Me quedé en shock. Fui detrás de él como un perrito abandonado, la verdad. No había justificación para algo tan extremo, pero me invadió el terror, y creo que acabé dándole la razón en todo para que se le pasara el berrinche.
El día de la boda estuvo genial. Fue muy bonito. Él leyó un discurso en el que decía que yo era lo mejor de su vida, que quería envejecer conmigo, bla bla. Pero al día siguiente, ya en la luna de miel, decidió irse a enseñarles la ciudad a tres amigos suyos que habían venido desde lejos. Me dejó sola en casa. Yo pensé que sería solo un par de horas, y como estaba eufórica por la boda, no me pareció mal. Pero volvió por la noche, tras pasar todo el día con ellos. Cuando regresó, le dije —con mucho dolor, pero tranquila— que se había pasado tres pueblos. Me sentía abandonada en un momento tan especial.

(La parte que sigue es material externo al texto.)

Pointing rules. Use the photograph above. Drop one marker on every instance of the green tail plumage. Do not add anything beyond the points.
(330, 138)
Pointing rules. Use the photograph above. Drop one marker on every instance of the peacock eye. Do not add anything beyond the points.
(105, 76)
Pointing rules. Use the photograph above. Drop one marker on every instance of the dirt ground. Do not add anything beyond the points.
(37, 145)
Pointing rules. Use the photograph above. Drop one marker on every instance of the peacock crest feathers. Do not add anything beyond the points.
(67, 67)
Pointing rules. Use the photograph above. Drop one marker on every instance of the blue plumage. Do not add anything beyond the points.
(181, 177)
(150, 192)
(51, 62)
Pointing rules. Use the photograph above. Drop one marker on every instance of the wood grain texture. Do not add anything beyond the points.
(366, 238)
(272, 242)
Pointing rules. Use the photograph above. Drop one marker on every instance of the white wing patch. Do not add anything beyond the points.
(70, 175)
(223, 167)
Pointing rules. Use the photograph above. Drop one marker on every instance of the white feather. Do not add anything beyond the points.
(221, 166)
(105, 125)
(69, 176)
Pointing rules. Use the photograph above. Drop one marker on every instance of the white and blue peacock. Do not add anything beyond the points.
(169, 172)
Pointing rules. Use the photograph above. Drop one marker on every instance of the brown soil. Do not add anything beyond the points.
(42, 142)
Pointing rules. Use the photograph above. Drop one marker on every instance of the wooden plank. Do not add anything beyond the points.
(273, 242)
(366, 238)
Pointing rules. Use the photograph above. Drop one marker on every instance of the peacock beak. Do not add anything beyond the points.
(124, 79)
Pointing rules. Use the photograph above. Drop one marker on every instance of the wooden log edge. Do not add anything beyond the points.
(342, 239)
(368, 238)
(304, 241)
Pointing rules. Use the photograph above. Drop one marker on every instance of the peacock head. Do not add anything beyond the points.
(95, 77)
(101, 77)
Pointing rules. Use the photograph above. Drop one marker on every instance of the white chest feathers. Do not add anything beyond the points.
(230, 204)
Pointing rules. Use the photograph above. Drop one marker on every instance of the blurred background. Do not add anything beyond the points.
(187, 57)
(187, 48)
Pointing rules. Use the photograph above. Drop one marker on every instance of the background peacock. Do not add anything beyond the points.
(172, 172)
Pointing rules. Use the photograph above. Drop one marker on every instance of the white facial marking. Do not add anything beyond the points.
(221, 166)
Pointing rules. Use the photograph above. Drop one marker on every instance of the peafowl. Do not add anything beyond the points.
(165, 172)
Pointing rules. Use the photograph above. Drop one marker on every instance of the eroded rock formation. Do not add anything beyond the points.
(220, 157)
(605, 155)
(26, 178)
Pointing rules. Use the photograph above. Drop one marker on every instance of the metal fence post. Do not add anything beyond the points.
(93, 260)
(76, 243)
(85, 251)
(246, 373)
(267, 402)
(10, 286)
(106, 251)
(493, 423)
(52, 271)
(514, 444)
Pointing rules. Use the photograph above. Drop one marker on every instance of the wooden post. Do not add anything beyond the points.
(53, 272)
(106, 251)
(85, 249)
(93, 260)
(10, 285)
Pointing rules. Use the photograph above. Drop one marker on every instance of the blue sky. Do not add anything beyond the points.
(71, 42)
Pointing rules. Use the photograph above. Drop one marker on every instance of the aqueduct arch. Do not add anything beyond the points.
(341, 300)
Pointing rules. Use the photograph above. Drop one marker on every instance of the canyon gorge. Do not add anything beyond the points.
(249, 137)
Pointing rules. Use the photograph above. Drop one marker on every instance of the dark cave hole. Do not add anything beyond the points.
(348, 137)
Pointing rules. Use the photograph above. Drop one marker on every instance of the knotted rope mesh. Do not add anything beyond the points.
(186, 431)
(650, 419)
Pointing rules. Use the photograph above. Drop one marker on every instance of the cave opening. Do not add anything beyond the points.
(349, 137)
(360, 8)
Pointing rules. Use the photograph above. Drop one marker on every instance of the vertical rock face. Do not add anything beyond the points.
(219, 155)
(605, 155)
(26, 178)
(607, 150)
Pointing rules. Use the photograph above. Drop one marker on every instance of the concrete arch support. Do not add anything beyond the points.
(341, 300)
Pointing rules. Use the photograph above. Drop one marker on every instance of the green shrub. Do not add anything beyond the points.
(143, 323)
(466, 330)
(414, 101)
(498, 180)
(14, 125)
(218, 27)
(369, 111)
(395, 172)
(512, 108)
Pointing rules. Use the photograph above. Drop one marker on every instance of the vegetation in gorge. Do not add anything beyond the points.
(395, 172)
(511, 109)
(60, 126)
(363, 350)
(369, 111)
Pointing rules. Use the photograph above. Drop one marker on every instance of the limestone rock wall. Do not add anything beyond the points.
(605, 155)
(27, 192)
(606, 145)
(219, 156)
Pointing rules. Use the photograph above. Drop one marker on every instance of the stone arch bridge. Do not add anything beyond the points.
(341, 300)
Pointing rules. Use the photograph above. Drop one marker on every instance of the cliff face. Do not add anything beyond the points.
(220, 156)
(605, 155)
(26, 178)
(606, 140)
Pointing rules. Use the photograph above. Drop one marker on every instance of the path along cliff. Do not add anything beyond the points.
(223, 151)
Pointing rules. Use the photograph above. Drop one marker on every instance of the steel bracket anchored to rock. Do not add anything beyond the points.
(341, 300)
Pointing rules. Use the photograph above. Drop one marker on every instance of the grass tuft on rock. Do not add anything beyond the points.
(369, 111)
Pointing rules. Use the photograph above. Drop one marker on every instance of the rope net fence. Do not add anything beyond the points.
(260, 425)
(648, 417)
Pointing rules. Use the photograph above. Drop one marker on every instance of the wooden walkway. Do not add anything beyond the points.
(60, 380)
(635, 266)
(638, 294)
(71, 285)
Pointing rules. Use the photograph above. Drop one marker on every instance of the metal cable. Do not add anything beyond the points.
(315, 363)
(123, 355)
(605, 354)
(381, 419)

Su respuesta fue que se había ido por mi culpa, porque no estaba bien conmigo, y que encima el día de la boda yo había bebido bastante y que no habíamos tenido sexo esa noche. Me pareció escalofriante. El día anterior decía que era el mejor de su vida y, al siguiente, que estaba mal conmigo y que me merecía que desapareciera el primer día de la luna de miel.
Aquello me traumatizó tanto que le dije que no podía ni mirarle a los ojos. Me alejé físicamente de él en la cama porque necesitaba procesarlo. Al día siguiente nos íbamos a Tailandia. Él entró en la habitación y como yo seguía en silencio, explotó, cogió su maleta y dijo que se iba solo y que yo tenía los 20 días de la luna de miel para vaciar mis cosas de su casa.
Le oí abrir el garaje, arrancar el coche… y yo solo podía mirar a la pared, pensando que era demasiado, que no iba a ir detrás de él, que tenía 20 días para explicar a mi familia que me iba a divorciar recién casada.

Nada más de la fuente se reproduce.